Mais del Toro n'abandonne pas son empathie, son humanisme et sa justesse: au milieu des monstres, il parvient à donner aux bêtes leur part d'humanité dans leurs moments de faiblesses, dépassant ainsi l'assemblage de marginaux (et de références cinématographiques lourdes) tel dans cette fin magnifique où la puissance du jeu d'acteur de Cooper s'accorde à l'intensité émotionnelle de l'instant, qui réduit un homme, un parcours, à un cycle absurde et destructeur, une médiocrité, simplement, purement, humaine. Dans un tel moment si vivant, si juste, on aperçoit ce qu'aurait pu être Nightmare Alley: un film néo-noir sobre, élégant, austère mais maîtrisé d'une main de maître, cruel mais juste, un diamant brut.
Simplement, vient un point où le grotesque du carnaval contamine le film, le récit, l'esthétique. Le scénario s'étire, se dilate sans en avoir la capacité, et l'on se retrouve finalement vers le dernier acte du film à contempler des dialogues bassement dramatiques, servis dans des platitudes de mise en scène qui ne font que nous immobiliser devant des personnages, dont on se rend compte que l'on connaît en fait peu de choses. Rooney Mara est une femme emprisonnée dans une cage dorée, mais qui s'est laissée elle-même enfermée et dont la transition vers la désolation semble assez artificielle, Cate Blanchett est une psychologue-femme fatale bien maigre, qui ferait presque pâle figure face à Toni Colette, autre magicienne du film, et surtout, Bradley Cooper, le charlatant, oscille entre un minimalisme de détective hard-boiled, qui se voudrait sombre et torturé, et le ridicule d'un personnage-symbole, une allégorie mouvante qui peine finalement à convaincre, à émouvoir, malgré cette fin touchante.
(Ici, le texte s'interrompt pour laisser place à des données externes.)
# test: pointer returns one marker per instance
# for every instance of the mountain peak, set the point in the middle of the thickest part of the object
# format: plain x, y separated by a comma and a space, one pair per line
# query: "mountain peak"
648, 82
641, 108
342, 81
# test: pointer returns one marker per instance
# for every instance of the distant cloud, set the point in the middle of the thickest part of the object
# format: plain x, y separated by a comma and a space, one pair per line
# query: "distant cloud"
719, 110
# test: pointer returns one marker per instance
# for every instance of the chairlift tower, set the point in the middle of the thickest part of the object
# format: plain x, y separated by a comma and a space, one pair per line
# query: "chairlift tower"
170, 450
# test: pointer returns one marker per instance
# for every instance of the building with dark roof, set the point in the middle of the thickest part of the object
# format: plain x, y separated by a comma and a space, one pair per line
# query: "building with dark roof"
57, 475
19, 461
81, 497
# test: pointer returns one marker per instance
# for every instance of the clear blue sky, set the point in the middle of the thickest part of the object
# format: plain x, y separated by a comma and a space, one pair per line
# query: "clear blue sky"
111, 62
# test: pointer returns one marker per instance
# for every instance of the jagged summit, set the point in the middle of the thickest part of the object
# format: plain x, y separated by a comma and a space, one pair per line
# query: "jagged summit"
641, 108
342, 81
Nightmare Alley semble alors aussi vain et poussiéreux qu'une vieille maison hantée de fête foraine: les engrenages rouillés ne font que surligner le grotesque du décor, tel ce fœtus mort-né que le personnage de Willem Dafoe conserve dans un bocal rempli d'alcool. Cruellement sordide, beau en un certain sens, mais surtout tristement grotesque, absurdement morbide.